Math 289A: Lecture 9

This week we are looking at a landmark paper by Grigori Olshanski and Anatoly Vershik, “Ergodic Unitarily Invariant Measures on the Space of Infinite Hermitian Matrices.” This paper is among the first to consider characteristic functions in the context of random matrix theory. Namely, it considers the problem of approximating the function

K_N \colon \mathbb{R}^N \times \mathbb{R}^N \longrightarrow \mathbb{C}

defined by

K_N(A,B) = \int\limits_{\mathbb{U}_N} e^{i\mathrm{Tr}AUBU^*}\mathrm{d}U,

where the integration is over the unitary group of rank N against Haar measure. We have referred to this function as the “quantum Fourier kernel,” but as we have stressed it is also the classical characteristic function of the diagonal (X_N(1,1),\dots,X_N(N,N)) of X_N=U_NBU_N^* of a uniformly random Hermitian matrix with deterministic eigenvalues B \in \mathbb{R}^N. The paper of Olshanski-Vershik is about approximating K_N(A,B) as N \to \infty, which probabilistically means that we are trying to understand how the joint distribution of the diagonal matrix elements of a very large uniformly random Hermitian matrix with prescribed eigenvalues B is determined by the vector B. This is an example of a high-dimensional problem: we are trying to approximate a function: our goal is to approximate a function

K_N(A,B) = K_N(a_1,\dots,a_N;b_1,\dots,b_N)=\int\limits_{\mathbb{U}_N} e^{i\sum_{x,y=1}^N a_xb_y|U_{xy}|^2}\mathrm{d}U

of 2N real variables as the number of variables goes to infinity. Typically such problems are much harder than traditional problems of asymptotic analysis, which consider the approximation of some parameter-dependent family of functions defined on a fixed domain as the parameter approaches a given value.

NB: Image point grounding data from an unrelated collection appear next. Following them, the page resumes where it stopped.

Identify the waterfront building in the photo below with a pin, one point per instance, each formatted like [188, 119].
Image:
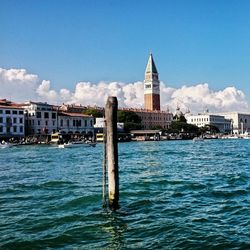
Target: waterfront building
[40, 118]
[11, 120]
[72, 108]
[154, 119]
[99, 125]
[240, 121]
[75, 123]
[152, 116]
[201, 120]
[151, 86]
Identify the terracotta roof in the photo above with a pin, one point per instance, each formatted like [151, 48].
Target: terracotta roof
[73, 114]
[10, 107]
[9, 104]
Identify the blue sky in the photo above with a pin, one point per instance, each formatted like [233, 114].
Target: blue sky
[89, 40]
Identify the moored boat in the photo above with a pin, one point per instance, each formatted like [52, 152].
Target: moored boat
[74, 144]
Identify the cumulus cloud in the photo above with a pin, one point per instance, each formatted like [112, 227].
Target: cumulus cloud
[20, 86]
[17, 84]
[45, 92]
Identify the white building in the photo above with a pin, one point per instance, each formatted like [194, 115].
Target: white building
[11, 120]
[240, 121]
[99, 124]
[201, 120]
[75, 123]
[40, 118]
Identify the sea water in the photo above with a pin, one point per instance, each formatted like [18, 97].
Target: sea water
[173, 195]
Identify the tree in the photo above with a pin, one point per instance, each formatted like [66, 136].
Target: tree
[130, 119]
[94, 112]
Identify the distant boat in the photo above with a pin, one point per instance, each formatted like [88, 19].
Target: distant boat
[232, 137]
[55, 138]
[5, 145]
[196, 139]
[246, 135]
[75, 144]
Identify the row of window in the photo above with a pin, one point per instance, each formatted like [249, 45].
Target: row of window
[156, 118]
[45, 114]
[13, 112]
[241, 120]
[32, 122]
[14, 129]
[9, 121]
[76, 123]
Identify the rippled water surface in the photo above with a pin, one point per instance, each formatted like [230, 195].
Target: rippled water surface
[173, 195]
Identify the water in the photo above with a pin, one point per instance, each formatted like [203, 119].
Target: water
[173, 195]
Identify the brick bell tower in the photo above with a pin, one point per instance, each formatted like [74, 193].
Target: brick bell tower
[151, 86]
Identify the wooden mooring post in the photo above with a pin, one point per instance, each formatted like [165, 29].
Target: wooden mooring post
[112, 152]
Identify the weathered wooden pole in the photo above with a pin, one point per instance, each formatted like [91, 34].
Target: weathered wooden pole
[112, 152]
[104, 167]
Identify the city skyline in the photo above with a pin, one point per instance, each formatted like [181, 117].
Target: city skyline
[59, 52]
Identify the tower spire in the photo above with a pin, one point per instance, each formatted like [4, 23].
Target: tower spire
[151, 86]
[151, 68]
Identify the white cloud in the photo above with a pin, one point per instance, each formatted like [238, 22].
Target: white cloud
[17, 84]
[22, 86]
[45, 92]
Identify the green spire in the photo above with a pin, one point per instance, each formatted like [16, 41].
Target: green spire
[151, 68]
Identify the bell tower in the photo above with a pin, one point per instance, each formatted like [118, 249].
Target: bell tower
[151, 86]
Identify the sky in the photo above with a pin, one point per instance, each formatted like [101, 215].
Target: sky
[81, 51]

One way to simplify the question is to consider the restriction of K_N to the subspace \mathbb{R}^r \times \mathbb{R}^N with r \in \mathbb{N} fixed. That is, we consider the characteristic function

K_N(a_1,\dots,a_r,0,\dots,0;b_1,\dots,b_N) = \mathbb{E}\left[e^{i(a_1X_N(1,1) + \dots +a_r X_N(r,r))}\right]

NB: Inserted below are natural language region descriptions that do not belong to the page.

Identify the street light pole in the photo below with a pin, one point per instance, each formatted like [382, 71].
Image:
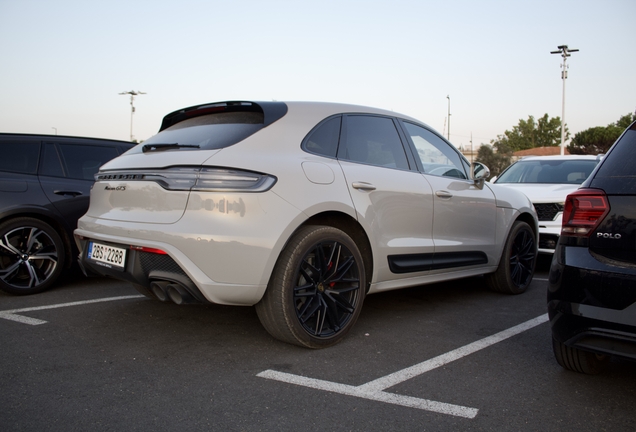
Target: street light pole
[565, 53]
[448, 130]
[132, 94]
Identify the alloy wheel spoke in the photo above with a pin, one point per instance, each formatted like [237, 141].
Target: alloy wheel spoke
[8, 273]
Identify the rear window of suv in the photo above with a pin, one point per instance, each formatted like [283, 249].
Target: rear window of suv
[617, 173]
[211, 131]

of only the first r diagonal matrix elements of the random Hermitian matrix X_N=U_NBU_N^*. Recall that we have previously shown that all diagonal matrix elements of X_N are identically distributed, but not necessarily independent. The paper of Olshanski and Vershik shows that if the eigenvalues B=(b_1,\dots,b_N), scaled by a factor of N^{-1}, converge to a point configuration on \mathbb{R} as N \to \infty, then the random variables X_N(1,1),\dots,X_N(r,r) converge to independent random variables whose characteristic function can be calculated explicitly in terms of this point configuration. We will try to work through this result, which I believe to be the first high-dimensional limit theorem in RMT obtained via characteristic functions.

The Olshanski-Vershik approach of computing the asymptotics of the characteristic function

K_N(A,B) = \int\limits_{\mathbb{U}_N}e^{i\mathrm{Tr}AUBU^*}\mathrm{d}U

is based on series expansion of this matrix integral. I am a big proponent of this approach, but it does require some quite extensive background from representation theory and algebraic combinatorics which is not traditionally found in the realm of probability. We will try not to get too bogged down in the algebra, and in order to do this it will be necessary to accept some results from representation theory as black boxes.

First, let us analytically continue the characteristic function K_N \colon \mathbb{R}^N \times \mathbb{R}^N \to \mathbb{C} to a function

K_N \colon \mathbb{C} \times \mathbb{C}^N \times \mathbb{C}^N \longrightarrow \mathbb{C}

by declaring

K_N(z,A,B) = \int\limits_{\mathbb{U}_N} e^{z \mathrm{Tr} AUBU^*} \mathrm{d}U,

where z \in \mathbb{C} is a complex number and A,B \in \mathbb{C}^N are complex vectors. Thus, by compactness of \mathbb{U}_N, we have that K_N is an entire function of 1+2N complex variables z,a_1,\dots,a_N,b_1,\dots,b_N, and the Maclaurin series of this function, which is a multivariate Taylor series centered at the origin, converges uniformly absolutely on compact subsets of \mathbb{C}^{1+2N}. We recover our original characteristic function K_N by setting z=i and restricting A,B to \mathbb{R}^N \subset \mathbb{C}^N.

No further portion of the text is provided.